Dynamic assembly and biocatalysis-selected gelation endow self-compartmentalized multienzyme superactivity

Cellular metabolism in multiple organelles utilizes compartmentalized multienzyme efficient catalysis to realize substance metabolism, energy conversion and immune defenses. The convenient and biomimetic design of artificial multienzymes has become an emerging research topic. Herein, we employ a facile enzyme-initiated radical polymerization to self-anchor multienzyme in cell-like hydrogels with mesoscale compartments. The dynamic assembly of glucose oxidase/cytochrome c (GOx/Cyt c) with methacrylate-modified hyaluronic acid can form nanoaggregates, where only the bound enzyme pairs with the adjacent position can catalyze the polymerization to compartmentalize multienzymes within hydrogel.

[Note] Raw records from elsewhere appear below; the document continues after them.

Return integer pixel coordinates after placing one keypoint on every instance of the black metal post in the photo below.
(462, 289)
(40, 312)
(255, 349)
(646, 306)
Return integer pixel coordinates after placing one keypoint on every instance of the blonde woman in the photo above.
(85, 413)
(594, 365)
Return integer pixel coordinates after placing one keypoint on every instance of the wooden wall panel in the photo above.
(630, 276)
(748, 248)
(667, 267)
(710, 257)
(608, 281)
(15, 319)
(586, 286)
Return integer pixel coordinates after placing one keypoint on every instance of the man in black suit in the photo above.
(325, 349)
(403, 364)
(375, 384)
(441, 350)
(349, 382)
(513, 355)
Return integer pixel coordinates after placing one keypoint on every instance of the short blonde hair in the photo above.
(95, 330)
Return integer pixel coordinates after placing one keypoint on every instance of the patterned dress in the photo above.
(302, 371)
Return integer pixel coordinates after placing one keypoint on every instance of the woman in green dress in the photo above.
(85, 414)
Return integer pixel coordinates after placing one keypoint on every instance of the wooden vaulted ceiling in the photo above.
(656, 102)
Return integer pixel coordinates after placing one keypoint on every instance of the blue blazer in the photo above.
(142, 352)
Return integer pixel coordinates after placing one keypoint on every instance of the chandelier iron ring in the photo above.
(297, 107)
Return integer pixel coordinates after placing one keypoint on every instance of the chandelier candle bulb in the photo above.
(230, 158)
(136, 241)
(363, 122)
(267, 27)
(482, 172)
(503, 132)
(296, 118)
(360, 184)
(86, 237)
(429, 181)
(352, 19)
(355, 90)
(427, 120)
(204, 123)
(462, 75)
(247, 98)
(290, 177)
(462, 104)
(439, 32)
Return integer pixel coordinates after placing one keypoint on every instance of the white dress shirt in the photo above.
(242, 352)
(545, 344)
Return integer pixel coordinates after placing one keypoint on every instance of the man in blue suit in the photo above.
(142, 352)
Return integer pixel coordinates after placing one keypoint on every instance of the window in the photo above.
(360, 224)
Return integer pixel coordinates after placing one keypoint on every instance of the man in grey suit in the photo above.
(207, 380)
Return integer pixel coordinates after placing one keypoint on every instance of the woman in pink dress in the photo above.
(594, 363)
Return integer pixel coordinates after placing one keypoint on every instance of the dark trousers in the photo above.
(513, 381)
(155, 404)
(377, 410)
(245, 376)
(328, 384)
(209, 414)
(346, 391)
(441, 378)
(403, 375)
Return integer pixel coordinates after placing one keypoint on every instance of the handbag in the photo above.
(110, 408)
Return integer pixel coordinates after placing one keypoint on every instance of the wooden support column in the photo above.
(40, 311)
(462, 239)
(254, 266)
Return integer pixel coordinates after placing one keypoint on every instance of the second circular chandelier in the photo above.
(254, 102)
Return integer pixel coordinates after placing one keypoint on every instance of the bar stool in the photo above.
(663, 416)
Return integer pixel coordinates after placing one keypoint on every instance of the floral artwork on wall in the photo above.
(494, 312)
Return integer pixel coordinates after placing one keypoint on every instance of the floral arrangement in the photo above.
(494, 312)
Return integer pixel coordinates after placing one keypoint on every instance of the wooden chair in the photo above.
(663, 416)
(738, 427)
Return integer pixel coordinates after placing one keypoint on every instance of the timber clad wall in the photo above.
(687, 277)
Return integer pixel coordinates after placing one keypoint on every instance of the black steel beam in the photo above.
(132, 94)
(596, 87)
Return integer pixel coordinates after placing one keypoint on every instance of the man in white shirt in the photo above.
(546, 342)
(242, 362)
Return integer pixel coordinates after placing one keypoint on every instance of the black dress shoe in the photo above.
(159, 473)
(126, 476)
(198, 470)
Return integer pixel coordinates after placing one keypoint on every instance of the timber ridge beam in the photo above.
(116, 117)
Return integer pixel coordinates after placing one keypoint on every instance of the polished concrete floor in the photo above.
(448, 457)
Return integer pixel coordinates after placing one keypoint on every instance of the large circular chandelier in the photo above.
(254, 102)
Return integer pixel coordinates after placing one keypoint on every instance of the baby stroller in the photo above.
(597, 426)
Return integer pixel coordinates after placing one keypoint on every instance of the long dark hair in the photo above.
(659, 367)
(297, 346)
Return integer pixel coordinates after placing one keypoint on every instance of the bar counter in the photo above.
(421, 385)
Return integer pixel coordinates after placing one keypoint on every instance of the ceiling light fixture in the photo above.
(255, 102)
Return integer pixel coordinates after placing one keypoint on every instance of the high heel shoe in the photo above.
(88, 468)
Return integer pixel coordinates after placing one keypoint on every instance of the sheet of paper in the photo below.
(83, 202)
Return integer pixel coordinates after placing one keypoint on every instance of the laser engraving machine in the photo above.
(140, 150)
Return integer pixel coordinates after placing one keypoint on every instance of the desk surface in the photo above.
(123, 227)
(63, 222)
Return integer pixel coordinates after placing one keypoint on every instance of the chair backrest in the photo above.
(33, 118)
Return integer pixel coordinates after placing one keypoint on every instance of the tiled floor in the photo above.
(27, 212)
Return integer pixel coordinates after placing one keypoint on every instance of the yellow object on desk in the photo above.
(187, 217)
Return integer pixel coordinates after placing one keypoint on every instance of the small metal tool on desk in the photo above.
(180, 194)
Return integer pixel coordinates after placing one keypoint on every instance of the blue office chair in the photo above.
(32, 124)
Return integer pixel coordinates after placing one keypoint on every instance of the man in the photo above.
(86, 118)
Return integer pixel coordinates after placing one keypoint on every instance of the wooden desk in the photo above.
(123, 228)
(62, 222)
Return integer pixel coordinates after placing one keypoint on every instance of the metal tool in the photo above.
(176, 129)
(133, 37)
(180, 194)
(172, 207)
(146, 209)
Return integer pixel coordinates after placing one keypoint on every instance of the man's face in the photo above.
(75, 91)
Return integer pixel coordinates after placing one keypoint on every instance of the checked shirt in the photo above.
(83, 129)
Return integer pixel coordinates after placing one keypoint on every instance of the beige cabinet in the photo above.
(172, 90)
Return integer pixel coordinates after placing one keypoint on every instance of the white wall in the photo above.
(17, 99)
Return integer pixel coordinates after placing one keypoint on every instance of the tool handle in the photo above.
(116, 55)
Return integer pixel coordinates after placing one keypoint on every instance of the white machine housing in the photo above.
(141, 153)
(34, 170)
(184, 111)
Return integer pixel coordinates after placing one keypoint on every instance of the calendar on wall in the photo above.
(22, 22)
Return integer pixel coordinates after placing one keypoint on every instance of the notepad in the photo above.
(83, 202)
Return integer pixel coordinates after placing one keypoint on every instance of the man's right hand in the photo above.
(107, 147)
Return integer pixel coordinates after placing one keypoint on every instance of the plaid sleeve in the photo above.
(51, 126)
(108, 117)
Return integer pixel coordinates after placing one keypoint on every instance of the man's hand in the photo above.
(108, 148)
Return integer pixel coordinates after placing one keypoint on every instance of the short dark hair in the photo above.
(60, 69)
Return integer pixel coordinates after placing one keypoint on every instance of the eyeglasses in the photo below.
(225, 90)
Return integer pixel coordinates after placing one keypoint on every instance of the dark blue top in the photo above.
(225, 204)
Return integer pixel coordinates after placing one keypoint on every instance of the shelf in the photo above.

Consequently, the cascade enzymes within hydrogel display 33.9 times higher activity compared to free enzymes, as well as excellent thermostability and multiple recyclability. The mechanism study indicates that the compartmental effect of the hydrogel and the anchoring effect of Cyt c synergistically enhance GOx/Cyt c activity. According to the density functional theory (DFT) calculation, Cyt c activity increment originates from its ligand changes of Fe(III) porphyrin, which has a smaller energy barrier of the catalytic reaction. This study provides a promising strategy for autonomous colocalization of multienzyme in biocompatible hydrogels which can be potentially applied in cascade enzyme induced catalysis applications.